In these moments, I recognize, selfishly, the absolute necessity of federally funding global health research and interventions. The diseases that thrive and spread in disaster settings are often the same diseases that thrive in underserved, under-resourced, and conflict-ridden countries globally. The US grossly underfunds infectious disease research, including the development of vaccines, treatments, and eradication efforts for these conditions because they are rarely seen in the US. However, with climate change and increasing frequency of natural disasters, we are bound to see these diseases here at home in increasing frequency. Moreover, Americans are traveling to areas afflicted with infectious diseases that currently have no vaccines or evective treatments every day. Funding global health research is not only a benefit to the rest of the world; it also directly benefits us here at home.
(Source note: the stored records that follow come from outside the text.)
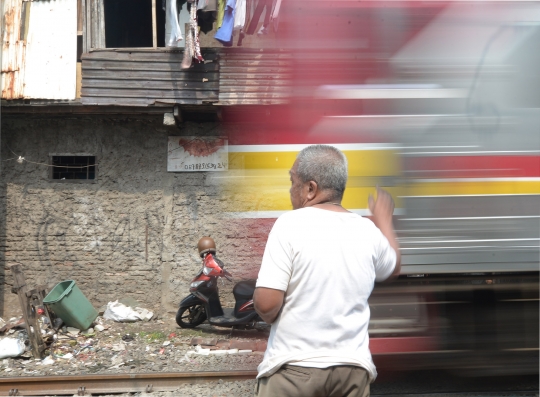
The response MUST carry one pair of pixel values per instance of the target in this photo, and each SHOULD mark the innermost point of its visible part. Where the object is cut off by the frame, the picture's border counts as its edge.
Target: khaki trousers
(295, 381)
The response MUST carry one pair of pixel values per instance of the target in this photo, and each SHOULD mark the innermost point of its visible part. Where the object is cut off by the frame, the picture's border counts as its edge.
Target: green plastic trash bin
(68, 302)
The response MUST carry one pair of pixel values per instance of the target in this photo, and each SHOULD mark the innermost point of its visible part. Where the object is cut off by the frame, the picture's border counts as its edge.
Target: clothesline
(229, 16)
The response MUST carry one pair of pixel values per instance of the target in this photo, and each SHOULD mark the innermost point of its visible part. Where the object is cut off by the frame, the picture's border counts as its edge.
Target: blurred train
(439, 103)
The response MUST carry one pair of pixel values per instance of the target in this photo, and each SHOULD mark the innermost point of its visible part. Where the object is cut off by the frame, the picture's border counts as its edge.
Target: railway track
(84, 385)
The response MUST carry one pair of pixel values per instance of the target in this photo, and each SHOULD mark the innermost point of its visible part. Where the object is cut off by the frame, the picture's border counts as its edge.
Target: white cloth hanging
(240, 15)
(172, 27)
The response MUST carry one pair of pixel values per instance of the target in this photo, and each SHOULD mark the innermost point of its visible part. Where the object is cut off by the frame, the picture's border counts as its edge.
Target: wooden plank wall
(255, 77)
(142, 77)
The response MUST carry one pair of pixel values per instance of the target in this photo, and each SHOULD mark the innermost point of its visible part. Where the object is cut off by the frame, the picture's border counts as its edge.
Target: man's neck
(327, 204)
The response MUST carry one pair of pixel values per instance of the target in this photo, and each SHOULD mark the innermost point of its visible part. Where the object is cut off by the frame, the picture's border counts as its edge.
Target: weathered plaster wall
(133, 232)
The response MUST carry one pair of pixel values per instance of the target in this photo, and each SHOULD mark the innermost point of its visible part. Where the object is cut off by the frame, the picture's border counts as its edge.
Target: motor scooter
(203, 301)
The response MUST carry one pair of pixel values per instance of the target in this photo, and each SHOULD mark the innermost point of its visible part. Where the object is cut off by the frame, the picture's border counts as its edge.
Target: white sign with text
(190, 153)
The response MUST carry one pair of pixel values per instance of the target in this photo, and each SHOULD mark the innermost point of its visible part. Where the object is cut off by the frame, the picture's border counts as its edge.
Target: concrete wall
(133, 232)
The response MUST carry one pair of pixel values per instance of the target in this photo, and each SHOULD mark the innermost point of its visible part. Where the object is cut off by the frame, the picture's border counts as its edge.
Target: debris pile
(110, 347)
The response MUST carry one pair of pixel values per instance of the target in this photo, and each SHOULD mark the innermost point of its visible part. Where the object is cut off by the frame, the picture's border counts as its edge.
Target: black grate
(73, 167)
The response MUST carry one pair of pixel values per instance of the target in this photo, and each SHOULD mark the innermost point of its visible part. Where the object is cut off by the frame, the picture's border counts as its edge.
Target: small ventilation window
(73, 167)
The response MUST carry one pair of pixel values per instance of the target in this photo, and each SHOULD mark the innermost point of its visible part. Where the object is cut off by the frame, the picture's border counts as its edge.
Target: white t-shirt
(327, 263)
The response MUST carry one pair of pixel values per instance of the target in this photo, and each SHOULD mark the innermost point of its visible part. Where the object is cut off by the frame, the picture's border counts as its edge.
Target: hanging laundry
(221, 13)
(240, 15)
(211, 5)
(262, 5)
(275, 15)
(224, 33)
(206, 20)
(192, 49)
(172, 27)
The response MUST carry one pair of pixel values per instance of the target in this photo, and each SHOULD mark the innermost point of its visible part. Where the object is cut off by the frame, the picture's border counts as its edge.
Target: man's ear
(312, 190)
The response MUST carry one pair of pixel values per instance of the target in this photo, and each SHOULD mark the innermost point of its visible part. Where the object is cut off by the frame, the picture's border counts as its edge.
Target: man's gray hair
(326, 165)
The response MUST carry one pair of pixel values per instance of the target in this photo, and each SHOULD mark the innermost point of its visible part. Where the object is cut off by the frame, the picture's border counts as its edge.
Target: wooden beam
(154, 24)
(29, 313)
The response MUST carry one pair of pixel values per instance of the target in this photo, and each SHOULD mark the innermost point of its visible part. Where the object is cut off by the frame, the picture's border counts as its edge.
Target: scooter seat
(244, 290)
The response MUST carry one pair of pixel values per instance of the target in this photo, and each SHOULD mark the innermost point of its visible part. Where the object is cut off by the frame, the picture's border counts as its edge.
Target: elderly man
(318, 270)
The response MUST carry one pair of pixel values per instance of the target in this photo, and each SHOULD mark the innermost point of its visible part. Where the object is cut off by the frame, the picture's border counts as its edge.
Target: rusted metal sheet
(51, 50)
(13, 50)
(135, 77)
(255, 77)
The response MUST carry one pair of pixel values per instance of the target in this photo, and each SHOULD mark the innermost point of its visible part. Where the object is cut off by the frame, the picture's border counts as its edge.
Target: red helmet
(206, 245)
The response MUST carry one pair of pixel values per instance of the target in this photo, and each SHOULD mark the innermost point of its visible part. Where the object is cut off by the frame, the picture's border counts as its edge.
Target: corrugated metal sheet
(51, 50)
(135, 77)
(255, 77)
(13, 51)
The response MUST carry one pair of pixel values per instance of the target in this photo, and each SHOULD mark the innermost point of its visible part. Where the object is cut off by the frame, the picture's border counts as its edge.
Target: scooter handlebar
(227, 275)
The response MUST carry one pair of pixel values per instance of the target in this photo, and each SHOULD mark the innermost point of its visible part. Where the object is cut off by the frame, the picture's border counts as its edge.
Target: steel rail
(84, 385)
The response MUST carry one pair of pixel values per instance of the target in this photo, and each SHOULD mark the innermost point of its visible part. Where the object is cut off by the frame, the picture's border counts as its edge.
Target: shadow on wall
(116, 236)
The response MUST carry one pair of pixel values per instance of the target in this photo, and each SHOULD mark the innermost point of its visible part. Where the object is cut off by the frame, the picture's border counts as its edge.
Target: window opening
(73, 167)
(128, 23)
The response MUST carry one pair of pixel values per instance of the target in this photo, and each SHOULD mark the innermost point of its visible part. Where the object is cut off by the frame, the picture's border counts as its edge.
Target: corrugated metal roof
(135, 77)
(43, 66)
(255, 77)
(51, 50)
(13, 51)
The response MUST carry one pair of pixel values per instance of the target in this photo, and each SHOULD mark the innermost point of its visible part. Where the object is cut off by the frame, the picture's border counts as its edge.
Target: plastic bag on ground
(11, 347)
(116, 311)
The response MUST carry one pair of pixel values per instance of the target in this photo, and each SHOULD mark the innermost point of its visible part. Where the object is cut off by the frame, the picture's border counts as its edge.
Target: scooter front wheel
(190, 316)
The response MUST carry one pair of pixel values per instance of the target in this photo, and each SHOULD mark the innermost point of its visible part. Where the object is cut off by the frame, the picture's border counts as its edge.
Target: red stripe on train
(473, 166)
(402, 344)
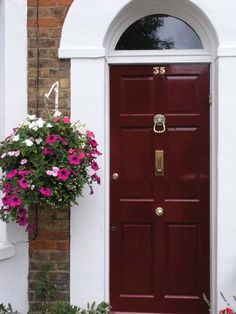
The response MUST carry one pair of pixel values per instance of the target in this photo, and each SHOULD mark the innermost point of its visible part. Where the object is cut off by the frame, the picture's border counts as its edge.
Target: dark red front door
(159, 264)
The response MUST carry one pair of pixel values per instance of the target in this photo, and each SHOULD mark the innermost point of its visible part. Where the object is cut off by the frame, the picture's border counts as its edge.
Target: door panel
(159, 264)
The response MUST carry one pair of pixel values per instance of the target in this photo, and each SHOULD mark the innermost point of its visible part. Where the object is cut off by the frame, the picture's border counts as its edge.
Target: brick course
(53, 241)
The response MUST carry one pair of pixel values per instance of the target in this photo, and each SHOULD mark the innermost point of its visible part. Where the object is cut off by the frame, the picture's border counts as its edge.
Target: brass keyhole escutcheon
(159, 211)
(115, 176)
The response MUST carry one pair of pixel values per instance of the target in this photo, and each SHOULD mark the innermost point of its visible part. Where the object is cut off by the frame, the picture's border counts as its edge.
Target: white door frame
(90, 104)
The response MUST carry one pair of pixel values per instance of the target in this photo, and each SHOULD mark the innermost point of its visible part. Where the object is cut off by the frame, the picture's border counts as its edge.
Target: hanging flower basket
(45, 163)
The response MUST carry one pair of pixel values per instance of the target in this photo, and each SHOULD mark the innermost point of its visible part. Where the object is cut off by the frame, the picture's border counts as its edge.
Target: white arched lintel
(110, 19)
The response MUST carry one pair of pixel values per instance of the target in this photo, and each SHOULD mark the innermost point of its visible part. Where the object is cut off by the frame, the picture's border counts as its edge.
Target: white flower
(53, 172)
(23, 161)
(28, 143)
(15, 153)
(16, 138)
(40, 122)
(31, 117)
(33, 125)
(57, 113)
(38, 140)
(26, 123)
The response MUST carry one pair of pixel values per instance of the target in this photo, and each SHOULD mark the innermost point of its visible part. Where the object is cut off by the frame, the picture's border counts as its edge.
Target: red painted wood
(159, 264)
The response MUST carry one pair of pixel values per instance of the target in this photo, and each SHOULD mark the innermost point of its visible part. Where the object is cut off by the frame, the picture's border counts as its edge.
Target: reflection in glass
(159, 32)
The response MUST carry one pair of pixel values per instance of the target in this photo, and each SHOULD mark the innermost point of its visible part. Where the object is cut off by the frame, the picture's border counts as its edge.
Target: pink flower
(90, 134)
(52, 172)
(47, 151)
(21, 212)
(51, 139)
(24, 172)
(71, 151)
(45, 192)
(63, 141)
(96, 152)
(7, 188)
(74, 159)
(12, 174)
(5, 200)
(15, 201)
(63, 174)
(96, 178)
(23, 161)
(56, 119)
(93, 143)
(23, 183)
(31, 227)
(94, 166)
(66, 120)
(22, 220)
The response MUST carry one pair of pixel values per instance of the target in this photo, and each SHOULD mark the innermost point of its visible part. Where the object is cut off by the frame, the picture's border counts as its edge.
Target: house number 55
(159, 70)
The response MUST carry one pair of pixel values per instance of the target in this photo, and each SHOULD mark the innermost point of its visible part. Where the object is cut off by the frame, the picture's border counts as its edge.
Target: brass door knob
(115, 176)
(159, 211)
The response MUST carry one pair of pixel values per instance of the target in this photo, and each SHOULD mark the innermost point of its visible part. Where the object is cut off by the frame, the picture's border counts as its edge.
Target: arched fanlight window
(159, 32)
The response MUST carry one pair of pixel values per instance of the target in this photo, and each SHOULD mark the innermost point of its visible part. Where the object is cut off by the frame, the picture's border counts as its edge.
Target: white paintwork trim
(158, 59)
(83, 52)
(227, 51)
(13, 105)
(99, 44)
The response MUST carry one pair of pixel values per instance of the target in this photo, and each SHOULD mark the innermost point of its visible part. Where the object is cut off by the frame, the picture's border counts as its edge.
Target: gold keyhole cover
(115, 176)
(159, 211)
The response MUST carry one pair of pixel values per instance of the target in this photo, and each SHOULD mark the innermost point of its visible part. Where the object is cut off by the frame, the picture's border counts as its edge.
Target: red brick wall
(53, 241)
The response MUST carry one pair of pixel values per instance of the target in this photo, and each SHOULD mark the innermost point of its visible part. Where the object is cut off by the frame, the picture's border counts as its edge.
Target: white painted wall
(87, 219)
(13, 108)
(84, 41)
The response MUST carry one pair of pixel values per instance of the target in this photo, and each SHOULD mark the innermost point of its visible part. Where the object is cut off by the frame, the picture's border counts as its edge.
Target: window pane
(159, 32)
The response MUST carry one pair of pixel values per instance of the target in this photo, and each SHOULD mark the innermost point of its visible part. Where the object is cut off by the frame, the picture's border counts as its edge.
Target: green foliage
(143, 34)
(46, 163)
(45, 289)
(61, 307)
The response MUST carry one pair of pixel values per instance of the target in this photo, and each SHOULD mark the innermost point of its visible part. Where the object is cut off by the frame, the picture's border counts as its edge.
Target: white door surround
(90, 46)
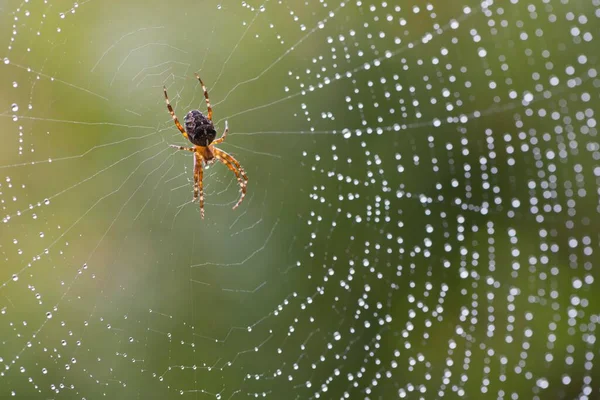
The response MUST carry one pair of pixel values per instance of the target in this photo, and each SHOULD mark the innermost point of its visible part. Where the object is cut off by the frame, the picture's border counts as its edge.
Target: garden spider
(200, 131)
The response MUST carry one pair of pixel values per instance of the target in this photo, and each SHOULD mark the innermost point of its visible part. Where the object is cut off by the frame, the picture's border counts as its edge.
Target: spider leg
(198, 186)
(206, 97)
(236, 168)
(173, 115)
(222, 138)
(182, 147)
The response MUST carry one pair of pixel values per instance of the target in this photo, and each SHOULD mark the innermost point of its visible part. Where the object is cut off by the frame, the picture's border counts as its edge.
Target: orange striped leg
(232, 163)
(206, 97)
(182, 148)
(222, 138)
(200, 187)
(177, 124)
(196, 163)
Consider the widespread cholera outbreak following the 2010 earthquake in Haiti and how Harvey-affected areas and future natural disasters in the US have the potential for similar disease outbreaks. Prior to 2010, cholera was not seen in Haiti for over a century. As sewage built up in the water supply from the assault on Haiti’s infrastructure, the presence of one foreign UN peacekeeper with cholera caused an estimated 700,000 people to fall ill with the disease in short order. “The disease struck with explosive force. Within two days of the first cases, a hospital 60 miles away was admitting a new cholera patient every 3 1/2 minutes…Part of the reason we think the outbreak grew so quickly was the Haitian population had no immunity to cholera,” according to NPR. This is not an unfamiliar scenario to Americans. Not so long ago Europeans brought smallpox to our shores and it devastated the native populations who had no prior immunity and no treatments.
While the most serious manifestations of infectious diseases are more common in developing countries, we have seen deadly epidemics here as well. While residing in Milwaukee in 1993, Dr. Omai Garner, Associate Director of UCLA’s Clinical Microbiology Laboratories and Assistant Professor at the David Geffen School of Medicine experienced the largest waterborne disease outbreak in US history. Runoff water from pastureland containing cryptosporidium parasites contaminated the water supply causing at least 403,000 infections and 69 deaths from cryptosporidiosis — a life-threatening diarrhea-causing infection. “Everyone in the city was boiling their water because cryptosporidium is not cleaned out of our water supply well enough, and it killed a lot of people,” he recalled. Many died from cryptosporidiosis both here and abroad, and yet no vaccine is currently under development due to a lack of funding.
But what if we, as a country, had chosen to prioritize infectious disease research and eradication efforts? We cannot know for certain which infectious agents will take hold following a disaster, and at those times, hospitals and clinins who have also been damaged are unable to cope. In these conditions, epidemics can swiftly take hold. However, epidemics are preventable. If we invest in the development of additional vaccines that prevent the spread of disease globally, we head off epidemics both abroad and at home. It’s a win win for the world as a whole.
In this era of increased globalization, infectious diseases show no boundaries. In order to prevent epidemics and loss of life at home, we must substantially increase funding for research aimed at prevention, treatment, and eradication of infectious diseases globally.
Sarah Lawrence is the Program Director for the University of California Global Health Institute’s Advocacy Initiative, a medical student at the David Geffen School of Medicine at UCLA, and a former EMT in South Africa and international development worker in Afghanistan and East Timor.